The sheriff wouldn’t get specific about what the incendiary device, only that it was similar to a Molotov cocktail.
Elliot learned the Georgia Bureau of Investigation turned over all that evidence to the FBI for testing.
On Monday, deputies made contact with Dupree, a student at the high school, and his family after receiving a tip from someone who had claimed to have seen a physical journal of his that contained threatening language.
Investigators were then led to McCurley after reading Dupree's journal, where he made "concerning statements," Kelley said. The statements made did not indicate when the attack would occur, only what their intentions were.

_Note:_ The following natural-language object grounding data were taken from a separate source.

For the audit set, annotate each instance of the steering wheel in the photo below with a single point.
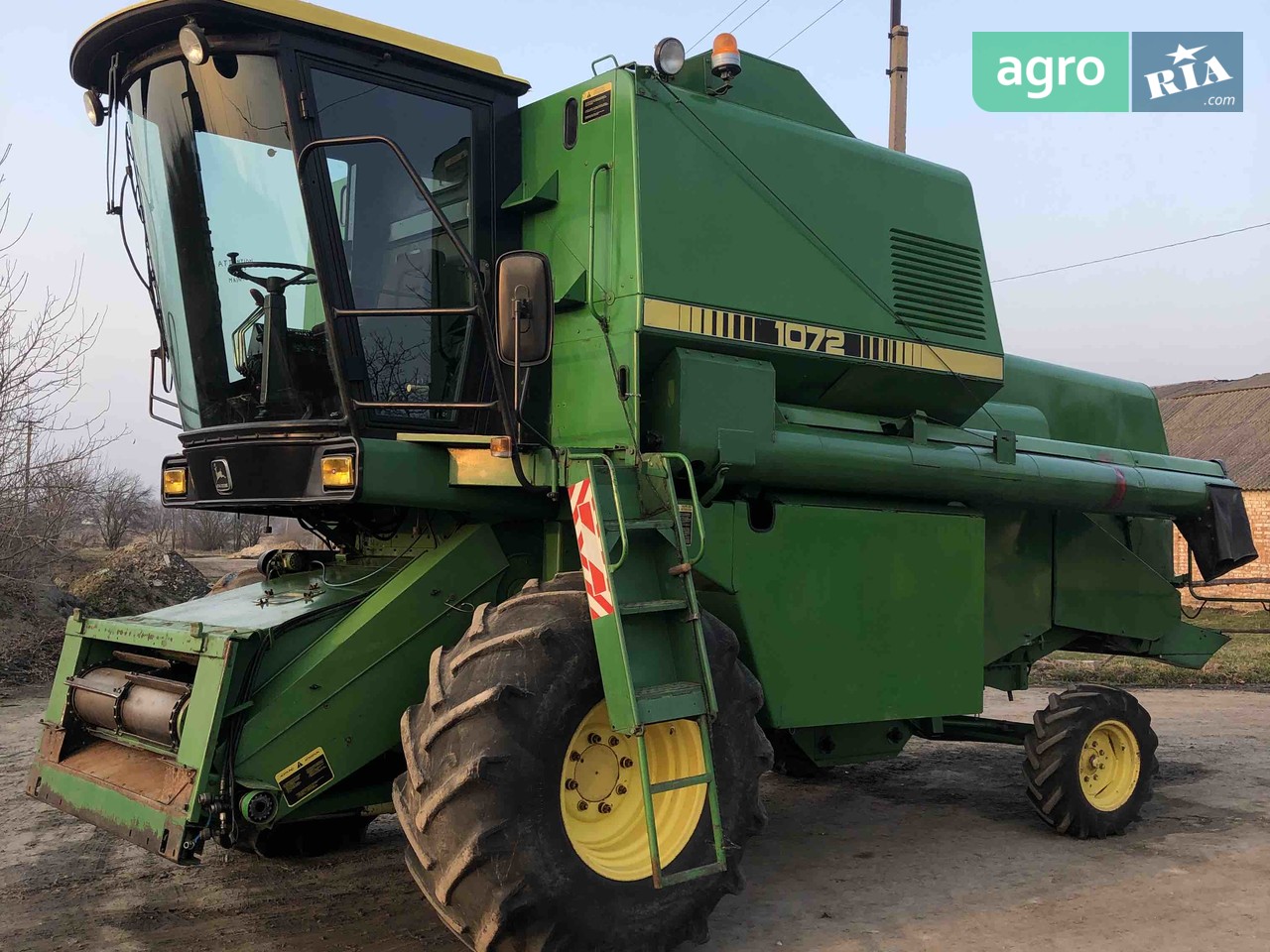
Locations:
(240, 270)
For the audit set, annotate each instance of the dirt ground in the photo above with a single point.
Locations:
(937, 849)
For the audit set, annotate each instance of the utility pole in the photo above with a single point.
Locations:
(898, 73)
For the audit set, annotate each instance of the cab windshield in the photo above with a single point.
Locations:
(216, 179)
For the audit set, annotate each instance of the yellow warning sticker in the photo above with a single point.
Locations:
(597, 103)
(305, 777)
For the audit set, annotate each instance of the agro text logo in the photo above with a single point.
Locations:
(1052, 72)
(1056, 72)
(1188, 72)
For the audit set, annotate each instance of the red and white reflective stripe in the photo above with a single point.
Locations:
(590, 548)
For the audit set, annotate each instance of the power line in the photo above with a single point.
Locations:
(807, 28)
(751, 16)
(1130, 254)
(726, 16)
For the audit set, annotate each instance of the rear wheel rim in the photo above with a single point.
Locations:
(602, 805)
(1110, 766)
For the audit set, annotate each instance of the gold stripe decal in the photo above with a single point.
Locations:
(818, 339)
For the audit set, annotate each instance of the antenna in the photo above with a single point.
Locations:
(898, 72)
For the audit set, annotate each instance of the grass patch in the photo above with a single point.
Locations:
(1243, 661)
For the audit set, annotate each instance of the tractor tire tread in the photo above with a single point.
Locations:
(1052, 757)
(468, 752)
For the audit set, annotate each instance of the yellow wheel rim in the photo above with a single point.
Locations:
(602, 805)
(1110, 765)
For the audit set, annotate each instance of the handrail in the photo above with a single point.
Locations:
(157, 354)
(698, 517)
(617, 504)
(590, 243)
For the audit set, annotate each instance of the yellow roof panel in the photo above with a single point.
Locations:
(312, 14)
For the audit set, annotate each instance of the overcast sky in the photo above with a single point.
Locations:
(1052, 188)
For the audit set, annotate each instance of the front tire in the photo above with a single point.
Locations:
(481, 802)
(1089, 761)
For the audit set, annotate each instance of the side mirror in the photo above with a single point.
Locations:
(526, 303)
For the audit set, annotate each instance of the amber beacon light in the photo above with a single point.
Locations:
(725, 58)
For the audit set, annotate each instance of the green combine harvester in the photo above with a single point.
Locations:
(653, 426)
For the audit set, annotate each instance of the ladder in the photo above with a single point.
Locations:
(638, 543)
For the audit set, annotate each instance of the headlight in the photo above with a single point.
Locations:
(175, 483)
(336, 472)
(668, 56)
(193, 44)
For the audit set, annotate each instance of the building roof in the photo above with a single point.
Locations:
(1222, 419)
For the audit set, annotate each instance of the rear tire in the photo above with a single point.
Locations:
(480, 801)
(1091, 761)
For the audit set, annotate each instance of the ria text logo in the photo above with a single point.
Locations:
(1107, 71)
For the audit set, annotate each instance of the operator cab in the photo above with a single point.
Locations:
(320, 200)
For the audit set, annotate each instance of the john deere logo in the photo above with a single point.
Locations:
(221, 476)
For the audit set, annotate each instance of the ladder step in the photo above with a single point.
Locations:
(670, 702)
(676, 879)
(681, 782)
(676, 688)
(657, 604)
(611, 525)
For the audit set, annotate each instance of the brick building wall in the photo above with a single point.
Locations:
(1257, 503)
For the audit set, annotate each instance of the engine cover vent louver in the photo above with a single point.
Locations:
(937, 285)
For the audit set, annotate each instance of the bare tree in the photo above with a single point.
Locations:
(45, 445)
(211, 531)
(119, 506)
(248, 530)
(163, 525)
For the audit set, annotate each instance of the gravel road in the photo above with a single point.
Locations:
(937, 849)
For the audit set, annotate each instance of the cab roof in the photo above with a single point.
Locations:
(151, 22)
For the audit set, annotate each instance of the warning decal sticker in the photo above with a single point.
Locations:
(590, 548)
(307, 775)
(597, 103)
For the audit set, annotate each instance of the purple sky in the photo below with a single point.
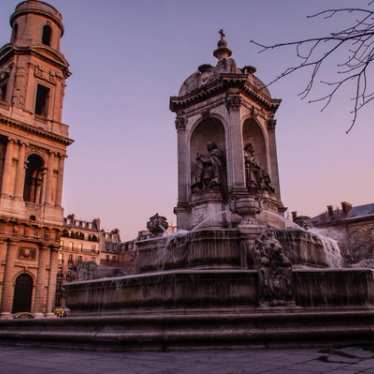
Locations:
(128, 57)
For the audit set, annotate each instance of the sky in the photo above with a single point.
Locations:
(128, 57)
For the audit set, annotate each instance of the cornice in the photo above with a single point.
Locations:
(40, 51)
(36, 131)
(220, 85)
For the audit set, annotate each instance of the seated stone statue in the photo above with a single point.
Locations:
(209, 174)
(257, 179)
(275, 270)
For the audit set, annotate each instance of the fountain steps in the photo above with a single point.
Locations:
(214, 329)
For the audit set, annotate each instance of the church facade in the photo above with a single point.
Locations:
(33, 146)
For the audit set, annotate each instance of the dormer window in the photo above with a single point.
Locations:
(42, 101)
(47, 35)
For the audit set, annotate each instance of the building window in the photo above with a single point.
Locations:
(42, 101)
(4, 78)
(47, 35)
(34, 179)
(15, 32)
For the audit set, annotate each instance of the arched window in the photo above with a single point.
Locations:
(15, 32)
(47, 35)
(34, 179)
(22, 294)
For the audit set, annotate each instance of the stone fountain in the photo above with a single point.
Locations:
(236, 272)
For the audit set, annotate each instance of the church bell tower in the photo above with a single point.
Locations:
(33, 144)
(227, 157)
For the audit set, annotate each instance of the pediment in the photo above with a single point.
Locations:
(51, 54)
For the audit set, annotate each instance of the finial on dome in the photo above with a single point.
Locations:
(222, 51)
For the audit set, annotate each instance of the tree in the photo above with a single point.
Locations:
(356, 40)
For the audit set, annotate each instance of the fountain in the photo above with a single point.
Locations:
(236, 271)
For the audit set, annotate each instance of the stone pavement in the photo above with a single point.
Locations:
(344, 360)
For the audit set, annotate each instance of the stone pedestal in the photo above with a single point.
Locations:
(208, 210)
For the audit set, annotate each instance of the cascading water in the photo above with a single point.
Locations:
(331, 247)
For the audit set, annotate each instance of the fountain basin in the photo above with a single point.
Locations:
(188, 290)
(226, 248)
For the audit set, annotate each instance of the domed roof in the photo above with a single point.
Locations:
(37, 7)
(226, 64)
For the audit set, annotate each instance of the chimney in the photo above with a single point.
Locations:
(330, 211)
(346, 207)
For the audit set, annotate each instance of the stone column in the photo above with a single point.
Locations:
(8, 286)
(53, 269)
(180, 125)
(61, 162)
(274, 173)
(49, 194)
(7, 186)
(3, 254)
(236, 159)
(21, 169)
(181, 210)
(40, 298)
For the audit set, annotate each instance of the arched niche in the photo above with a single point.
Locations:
(34, 179)
(209, 130)
(47, 35)
(253, 133)
(22, 297)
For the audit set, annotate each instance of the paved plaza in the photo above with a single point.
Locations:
(345, 360)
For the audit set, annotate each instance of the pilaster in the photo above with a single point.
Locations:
(59, 187)
(53, 269)
(21, 169)
(235, 146)
(8, 286)
(271, 125)
(8, 182)
(40, 299)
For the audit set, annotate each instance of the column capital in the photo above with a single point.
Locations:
(181, 122)
(271, 124)
(233, 103)
(12, 140)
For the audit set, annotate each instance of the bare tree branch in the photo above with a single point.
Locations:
(356, 40)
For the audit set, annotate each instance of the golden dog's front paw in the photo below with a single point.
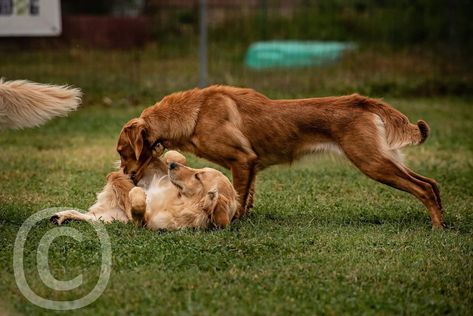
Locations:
(138, 200)
(174, 156)
(59, 218)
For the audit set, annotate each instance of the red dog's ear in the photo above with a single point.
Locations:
(216, 205)
(135, 131)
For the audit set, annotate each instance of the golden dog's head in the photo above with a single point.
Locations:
(135, 150)
(210, 188)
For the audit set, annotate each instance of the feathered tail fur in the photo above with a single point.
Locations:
(28, 104)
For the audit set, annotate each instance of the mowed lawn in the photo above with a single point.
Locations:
(322, 238)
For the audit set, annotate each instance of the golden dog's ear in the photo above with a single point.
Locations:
(135, 131)
(216, 205)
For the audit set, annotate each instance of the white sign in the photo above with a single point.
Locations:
(30, 18)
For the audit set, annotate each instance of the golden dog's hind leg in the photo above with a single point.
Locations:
(137, 205)
(251, 194)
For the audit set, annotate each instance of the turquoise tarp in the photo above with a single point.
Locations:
(261, 55)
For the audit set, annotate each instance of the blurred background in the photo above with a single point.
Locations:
(125, 52)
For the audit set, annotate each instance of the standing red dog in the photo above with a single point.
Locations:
(246, 132)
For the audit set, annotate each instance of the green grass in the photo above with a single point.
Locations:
(322, 238)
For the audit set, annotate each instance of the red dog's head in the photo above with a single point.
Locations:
(134, 148)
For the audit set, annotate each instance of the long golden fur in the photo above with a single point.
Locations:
(246, 132)
(28, 104)
(166, 198)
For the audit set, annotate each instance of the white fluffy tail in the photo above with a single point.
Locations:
(28, 104)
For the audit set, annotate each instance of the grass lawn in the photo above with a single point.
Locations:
(322, 238)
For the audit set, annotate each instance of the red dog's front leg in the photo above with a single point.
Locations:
(243, 178)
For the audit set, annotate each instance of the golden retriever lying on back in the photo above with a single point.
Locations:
(169, 196)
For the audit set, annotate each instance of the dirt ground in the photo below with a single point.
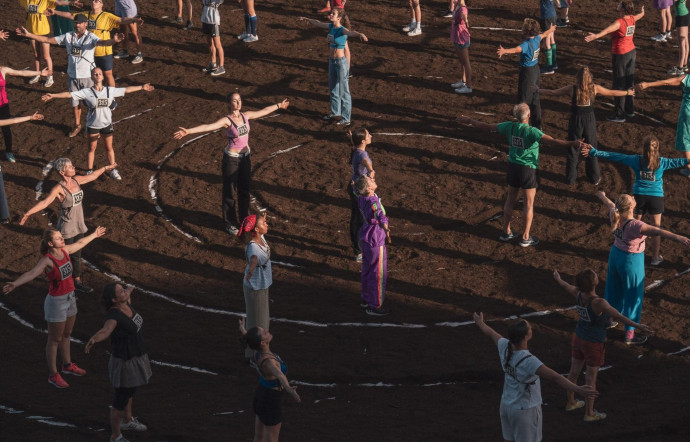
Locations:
(418, 374)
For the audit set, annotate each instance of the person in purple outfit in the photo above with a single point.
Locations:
(372, 237)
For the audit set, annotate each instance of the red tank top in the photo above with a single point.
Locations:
(61, 282)
(622, 43)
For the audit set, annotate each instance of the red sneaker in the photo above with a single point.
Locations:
(57, 380)
(73, 369)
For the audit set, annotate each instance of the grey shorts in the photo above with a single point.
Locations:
(521, 425)
(77, 84)
(59, 308)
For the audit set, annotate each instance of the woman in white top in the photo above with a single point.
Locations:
(99, 120)
(520, 411)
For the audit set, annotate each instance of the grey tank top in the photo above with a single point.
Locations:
(71, 221)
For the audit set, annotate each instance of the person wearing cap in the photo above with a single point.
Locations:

Investigators found an incendiary device at McCurley's home in Woodstock after executing search warrants there and at Dupree's home, authorities said. The device was described as substances that could have detonated had they been mixed together, Kelley said. The Georgia Bureau of Investigation is currently testing those chemicals, she said.
It is unclear if McCurley made any threatening statements herself, McCurley said.
Both teens have been charged with three counts of criminal attempt to commit murder, four counts of terroristic threats and acts, criminal attempt to commit arson and possession and/or transportation of destructive device/explosive with intent to kill, injure or destroy any public building.